From the last post, you are all aware that our brewery design was initially rejected because it called for the brewery to be located on the same tax lot as my residence. However, they did offer to consider our plan further if I sent them our floor plans, site diagrams, and anything I might have regarding the town and state’s position on our plan.

This started a whirlwind of faxing and emailing. I had to quickly draw up a more formal set of plans for the brewery building, scan in our tax map and add in the brewery, and search the town archive for the minutes from our meetings with the town. I also contacted the state for an opinion on my design.

The state responded quickly with an opinion that clearly allowed for our plan. The town even agreed to write a letter that it also regarded the plan as acceptable. This letter would later prove unnecessary, but it is good to know that they were willing to support me.

Having gathered together all of my information, I sent everything to the Alcohol Tax and Trade Bureau and settled in to await an opinion. We tried to avoid discussing our options if the plan were rejected. We did not want to get too far ahead of ourselves.

Surprisingly, we did not have long to wait for an opinion.
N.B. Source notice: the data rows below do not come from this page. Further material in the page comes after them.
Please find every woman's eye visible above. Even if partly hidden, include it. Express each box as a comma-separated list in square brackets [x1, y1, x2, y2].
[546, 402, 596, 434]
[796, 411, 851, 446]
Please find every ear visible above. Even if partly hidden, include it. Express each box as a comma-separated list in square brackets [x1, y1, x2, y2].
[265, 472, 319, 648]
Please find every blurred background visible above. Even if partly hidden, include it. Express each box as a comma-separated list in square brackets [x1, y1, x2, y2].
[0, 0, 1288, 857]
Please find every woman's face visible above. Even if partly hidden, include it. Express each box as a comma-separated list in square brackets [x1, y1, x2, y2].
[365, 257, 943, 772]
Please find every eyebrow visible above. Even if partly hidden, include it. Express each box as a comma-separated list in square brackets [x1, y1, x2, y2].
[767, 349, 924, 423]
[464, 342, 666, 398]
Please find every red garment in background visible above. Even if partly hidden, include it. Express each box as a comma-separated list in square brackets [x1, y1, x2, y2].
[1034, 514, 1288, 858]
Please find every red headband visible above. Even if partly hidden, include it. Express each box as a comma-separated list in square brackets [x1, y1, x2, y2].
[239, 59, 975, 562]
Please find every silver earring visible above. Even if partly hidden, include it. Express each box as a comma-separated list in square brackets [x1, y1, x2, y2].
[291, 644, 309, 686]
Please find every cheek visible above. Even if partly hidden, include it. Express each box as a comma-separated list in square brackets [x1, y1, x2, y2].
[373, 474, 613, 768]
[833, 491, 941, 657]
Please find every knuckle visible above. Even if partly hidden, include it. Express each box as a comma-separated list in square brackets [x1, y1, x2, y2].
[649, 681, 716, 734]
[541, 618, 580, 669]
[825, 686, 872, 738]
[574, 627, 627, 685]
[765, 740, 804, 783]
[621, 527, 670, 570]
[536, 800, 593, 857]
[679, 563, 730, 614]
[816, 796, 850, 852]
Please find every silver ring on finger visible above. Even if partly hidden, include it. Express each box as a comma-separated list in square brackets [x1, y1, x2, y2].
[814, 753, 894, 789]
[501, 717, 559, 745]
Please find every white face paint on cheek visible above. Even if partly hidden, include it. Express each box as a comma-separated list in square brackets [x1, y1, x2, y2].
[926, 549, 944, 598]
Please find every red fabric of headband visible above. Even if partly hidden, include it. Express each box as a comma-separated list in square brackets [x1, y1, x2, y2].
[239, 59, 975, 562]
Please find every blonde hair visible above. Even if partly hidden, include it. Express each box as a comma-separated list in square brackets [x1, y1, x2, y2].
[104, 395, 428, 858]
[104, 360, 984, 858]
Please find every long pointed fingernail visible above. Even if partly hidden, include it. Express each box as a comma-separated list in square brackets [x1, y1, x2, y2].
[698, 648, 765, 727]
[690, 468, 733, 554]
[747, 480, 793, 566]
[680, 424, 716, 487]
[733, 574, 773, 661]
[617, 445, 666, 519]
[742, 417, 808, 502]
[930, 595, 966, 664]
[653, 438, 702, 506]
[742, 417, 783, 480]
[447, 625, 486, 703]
In fact, the opinion came so quickly I was sure our plan had been rejected. I hesitated to open the email.

Success! Our plan was deemed acceptable! When we apply for our license, we need to include this information. This is a big relief. We were very worried about possibly getting approved now only to have policy change by the time we completed the brewery and applied for the actual federal license. So the fact that they accepted the plan and gave us an official date of acceptance has allayed our fears.

Where we sit now is that the federal, state and town officials have accepted our plan. The next step it to get the building permits and start digging!